Famoso por seus arranjos para a orquestra de Count Basie, Johnny Mandel contribui com a sofisticada “Close Enough For Love”, tema composto para o musical “Agatha”, em 1978. Típica balada romântica, funciona como um excelente veículo para a emotividade rasgada do saxofonista. Destaque para a estupenda performance de Cagwin, que refreia o ímpeto percussivo com naturalidade e segurança, demonstrando plena capacidade para se tornar, em pouco tempo, uma das principais referências do seu instrumento.

“Yours Is My Heart Alone” foi composta em 1929 por Ludwig Herzer, Franz Lehar e Fritz Loehner e a versão do quarteto é cativante. Imerso na tradição bop e sem menosprezar as ousadias harmônicas das correntes que o sucederam, o solo de Degan é um primor de inquietação e encantamento. O líder tem aqui uma de suas atuações mais frenéticas, arrancando do instrumento uma sonoridade que é, a um só tempo, robusta e acolhedora.
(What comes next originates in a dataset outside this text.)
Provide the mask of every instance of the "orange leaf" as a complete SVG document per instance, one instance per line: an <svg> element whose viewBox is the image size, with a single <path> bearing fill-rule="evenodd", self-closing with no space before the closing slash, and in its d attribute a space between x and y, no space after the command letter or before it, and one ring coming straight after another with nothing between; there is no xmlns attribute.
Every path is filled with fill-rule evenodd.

Há uma boa dose de melancolia na faixa que encerra e dá nome ao disco, de autoria de Jimmy Van Heusen, onde Mariano esparrama as notas com um lirismo nada comedido. A riqueza do seu fraseado, a inventividade dos seus solos e a sua técnica incensurável ganham ainda mais brilho em face do luxuoso arcabouço rítmico que seus comandados engendram. Um disco que sintetiza, de maneira extremamente bem-sucedida, a universalidade da linguagem jazzística, ao conjugar a espontaneidade da música norte-americana com a sofisticação da tradição européia.

Quatro anos depois de lançar esta jóia sonora, Mariano recebeu o diagnóstico do câncer de próstata. Era 1995 e os médicos lhe deram apenas mais um ano de vida. Fazendo uso da medicina oriental e da quimioterapia, ele conseguiu atravessar os 14 anos seguintes lutando bravamente contra a doença, que finalmente o abateu, no dia 16 de junho de 2009, no Hospital Mildred Scheel, em Colônia.
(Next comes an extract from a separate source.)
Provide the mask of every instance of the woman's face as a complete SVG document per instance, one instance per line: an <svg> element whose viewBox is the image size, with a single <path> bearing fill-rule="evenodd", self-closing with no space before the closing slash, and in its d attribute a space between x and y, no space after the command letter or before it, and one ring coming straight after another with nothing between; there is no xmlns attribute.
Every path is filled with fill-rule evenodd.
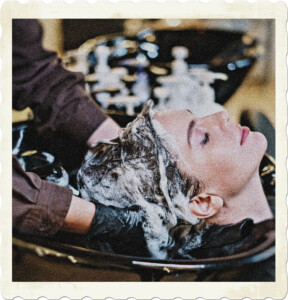
<svg viewBox="0 0 288 300"><path fill-rule="evenodd" d="M177 143L179 170L198 178L207 191L225 199L258 176L267 141L259 132L232 124L226 112L198 118L189 111L163 111L154 119Z"/></svg>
Pouco mais de um ano antes, em 02 de maio de 2008, gravou, no teatro de Stuttgart, na Alemanha, aquele que pode ser considerado o seu testamento musical, o emocionante álbum “The Great Concert”, para a Enja, onde atua ao lado dos velhos camaradas Philippe Catherine e Jasper Van’t Hof. Seu corpo foi cremado e as cinzas enterradas no jazigo da família Mariano, em Boston. Uma de suas seis filhas, a atriz e cantora Monday Michiru, fruto do relacionamento com Akiyoshi, é casada com o trompetista russo Alex Sipiagin.

Cosmopolita e extrovertido, Charlie deixou, além da discografia espalhada por selos como Fidelity, EMI, World Pacific, Affinity, Black Lion, Atlantic, MPS e CMP, uma trajetória de vida das mais ricas. Manteve até o último momento, uma postura inquieta e desafiadora e permaneceu o tempo inteiro na linha de frente contra todas as formas de preconceito, sobretudo o musical. Sua obra, das mais originais sob qualquer ponto de vista, é uma prova incontestável de que a música transcende as fronteiras nacionais e deve servir como mecanismo de união – jamais de segregação – entre os homens.